Challenge: Stephen Twells

Challenge: Stephen Twells

The uncle of a young man, whose suicide in 2014 sparked a campaign for a crisis intervention service in Londonderry, has hit out at the Department of Health for refusing to further fund the service.

The recovery of Andrew Quigley's body from the river by Foyle Search and Rescue (FS&R) after a six-week search prompted calls for a crisis intervention service in Derry.

A pilot scheme operated by Extern has been in operation for the past 18 months, during which time over 250 vulnerable people have been helped.

Funding for the scheme is due to run out at the end of this month and Derry City and Strabane Council received confirmation this week that the Department of Health will not provide any further funding

The 20-year-old's uncle Dee Quigley said other families will suffer their loss if the service isn't saved.

He said: "Having a crisis centre has no doubt saved lives of our sons, daughters, mothers, fathers, friends and neighbours, but not having it will sadly run the risk of more families being devastated by the sudden loss of a loved one.

"I hope and pray that this decision will be overturned.

"The very fact some members of our community end up needing a intervention by a crisis team just shows you the lack of investment into mental health services in Derry.

"Having the crisis service within our community has shone a very bright light into the lives of people who only see the darkness at that point."

Chairman of Foyle, Search and Rescue Stephen Twells described the department's decision as "an absolute disgrace".

He challenged all government ministers to come to Derry and spend a weekend on patrol with FS&R volunteers.

Mr Twells said: "The fact that the Department of Health is refusing to meet the cost of the suicide prevention service is an absolute disgrace.
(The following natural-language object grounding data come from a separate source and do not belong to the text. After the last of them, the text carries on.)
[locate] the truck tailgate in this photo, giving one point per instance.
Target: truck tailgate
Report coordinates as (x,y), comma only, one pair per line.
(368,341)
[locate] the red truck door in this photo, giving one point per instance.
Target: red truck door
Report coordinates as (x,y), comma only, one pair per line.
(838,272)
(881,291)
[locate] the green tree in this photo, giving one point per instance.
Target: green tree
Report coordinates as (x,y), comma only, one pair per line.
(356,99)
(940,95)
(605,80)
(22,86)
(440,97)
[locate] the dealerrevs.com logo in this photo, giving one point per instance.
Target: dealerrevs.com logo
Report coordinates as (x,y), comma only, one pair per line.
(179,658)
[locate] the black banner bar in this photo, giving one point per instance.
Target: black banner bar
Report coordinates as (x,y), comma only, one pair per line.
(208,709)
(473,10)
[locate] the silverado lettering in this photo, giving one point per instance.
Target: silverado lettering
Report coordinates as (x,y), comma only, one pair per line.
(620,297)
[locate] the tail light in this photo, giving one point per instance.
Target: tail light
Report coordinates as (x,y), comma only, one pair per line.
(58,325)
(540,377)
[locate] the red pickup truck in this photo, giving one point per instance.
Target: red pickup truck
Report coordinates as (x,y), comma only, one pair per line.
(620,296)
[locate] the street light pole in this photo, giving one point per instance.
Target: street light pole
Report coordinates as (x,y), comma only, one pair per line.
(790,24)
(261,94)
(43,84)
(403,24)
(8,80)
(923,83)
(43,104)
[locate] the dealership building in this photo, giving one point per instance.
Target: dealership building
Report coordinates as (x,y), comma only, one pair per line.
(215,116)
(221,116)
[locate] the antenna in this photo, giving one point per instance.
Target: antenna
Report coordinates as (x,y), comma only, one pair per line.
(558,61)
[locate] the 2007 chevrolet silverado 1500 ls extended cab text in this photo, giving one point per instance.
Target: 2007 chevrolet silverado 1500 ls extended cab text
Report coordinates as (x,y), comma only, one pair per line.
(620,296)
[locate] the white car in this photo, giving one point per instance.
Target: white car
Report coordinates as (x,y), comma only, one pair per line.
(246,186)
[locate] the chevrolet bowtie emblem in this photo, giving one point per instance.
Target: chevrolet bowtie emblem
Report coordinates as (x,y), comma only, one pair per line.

The fact that any department within Stormont refuses to help fund this is a disgrace.

"It's not that the Community Crisis Intervention Service (CCIS) is believed to have saved lives in its pilot year - it has saved lives.

"We work very closely with this organisation, signposting those in need to them. They do make a difference."

A spokeswoman for Extern, which runs the service, said: "Extern is now continuing to engage with partners in pursuit of a solution which will enable the service to continue to operate, and to allow us to continue to play our part in supporting those people who need our help the most in times of acute distress."

A spokeswoman for the Department of Health said: "It is recognised that the service is not solely a health issue. The department is not in a position to meet the full £215k funding requirement for this service in 2020/21.

"The department has urged the council to convene a multi-agency meeting to discuss potential funding options."